最初に国民の立場をまとめてみましょう。物価高で生活に困っているのは確かです。ひとりあたり3000円還元してくれる財源があるのであれば、そもそも税金を3000円減らしてくれるのが一番いいはずです。

 それと比べて「おこめ券3000円」が配られるのは国民の視点でみると不効率な点がたくさんあります。ひとつは3000円のおこめ券は実際に店頭で使う際には2640円にしかなりません。

 おこめ券は500円券の場合、440円でしか使えないと券面に明記されています。理由はおこめ券を印刷したり管理したりするためのコストが60円かかるからです。この60円はおこめ券を発行する全米販ないしはJA全農の取り分になります。

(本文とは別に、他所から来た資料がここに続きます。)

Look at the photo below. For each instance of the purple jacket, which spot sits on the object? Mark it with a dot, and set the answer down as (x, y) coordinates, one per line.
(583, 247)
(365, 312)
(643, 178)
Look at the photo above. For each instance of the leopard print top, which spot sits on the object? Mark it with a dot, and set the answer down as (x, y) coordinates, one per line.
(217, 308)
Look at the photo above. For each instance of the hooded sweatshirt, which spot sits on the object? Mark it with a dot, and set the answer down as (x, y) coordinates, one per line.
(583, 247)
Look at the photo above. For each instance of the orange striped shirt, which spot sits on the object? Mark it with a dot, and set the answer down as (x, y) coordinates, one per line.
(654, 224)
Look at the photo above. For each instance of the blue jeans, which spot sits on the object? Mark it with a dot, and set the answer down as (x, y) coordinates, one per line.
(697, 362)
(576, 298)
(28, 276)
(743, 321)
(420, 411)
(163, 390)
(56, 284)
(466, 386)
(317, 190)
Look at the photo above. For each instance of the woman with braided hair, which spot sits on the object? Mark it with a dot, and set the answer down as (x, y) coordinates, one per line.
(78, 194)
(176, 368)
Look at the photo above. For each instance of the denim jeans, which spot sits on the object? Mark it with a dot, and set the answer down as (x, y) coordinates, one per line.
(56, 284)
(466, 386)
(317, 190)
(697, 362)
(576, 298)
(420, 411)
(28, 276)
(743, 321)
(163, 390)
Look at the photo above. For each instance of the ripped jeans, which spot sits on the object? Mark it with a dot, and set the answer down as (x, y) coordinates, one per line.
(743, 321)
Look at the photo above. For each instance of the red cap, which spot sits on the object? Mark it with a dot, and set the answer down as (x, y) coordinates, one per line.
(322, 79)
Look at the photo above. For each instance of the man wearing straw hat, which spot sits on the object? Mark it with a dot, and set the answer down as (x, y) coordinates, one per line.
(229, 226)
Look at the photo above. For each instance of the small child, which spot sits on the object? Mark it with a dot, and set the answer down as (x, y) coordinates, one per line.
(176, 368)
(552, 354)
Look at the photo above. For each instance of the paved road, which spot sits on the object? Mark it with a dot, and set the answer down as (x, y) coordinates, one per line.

 さらにそのお米券を自治体が購入して各世帯に郵送するための費用が、世帯あたり数百円かかります。

 政府がナニナニ券のような紙の商品券を配るのを好むのは、バラマキの際にこうやって間に入るさまざまな業者を潤すことができるからです。一方で国民からみれば、それは税金を使った選挙対策じゃないかと反感を感じるわけです。

 つぎに自治体の立場ですが、これは実は後述する理由でふたつに立場が大きくわかれます。まずはそのうちのひとつに寄った例として、おこめ券に反対表明した交野市の山本市長の立場を整理してみます。

 地元有権者の評判を調べると山本市長の魅力は「頭がいいこと」で、どう頭がいいかというと「徹底した合理的判断」にあるそうです。

 今回の例ではこういうことです。市民が物価高で苦しんでいるときに、政府から交付金が給付されることになりました。交野市の場合は合計5億円の交付ということですが、これをどうすれば一番低コストで家計を助ける形で配布できるのかを交野市長が考えたのです。

 そして出た答えが「水道料金を値引く」でした。

 これは交野市からみれば上下水道料金のシステム上で請求を減らすだけですから、簡単なプログラムで解決します。印刷費用も郵送費用も残業代も発生しません。山本市長によればおこめ券配布なら20%以上かかる配布コストが、水道料金をさわるだけなら0.7%で実施できるそうです。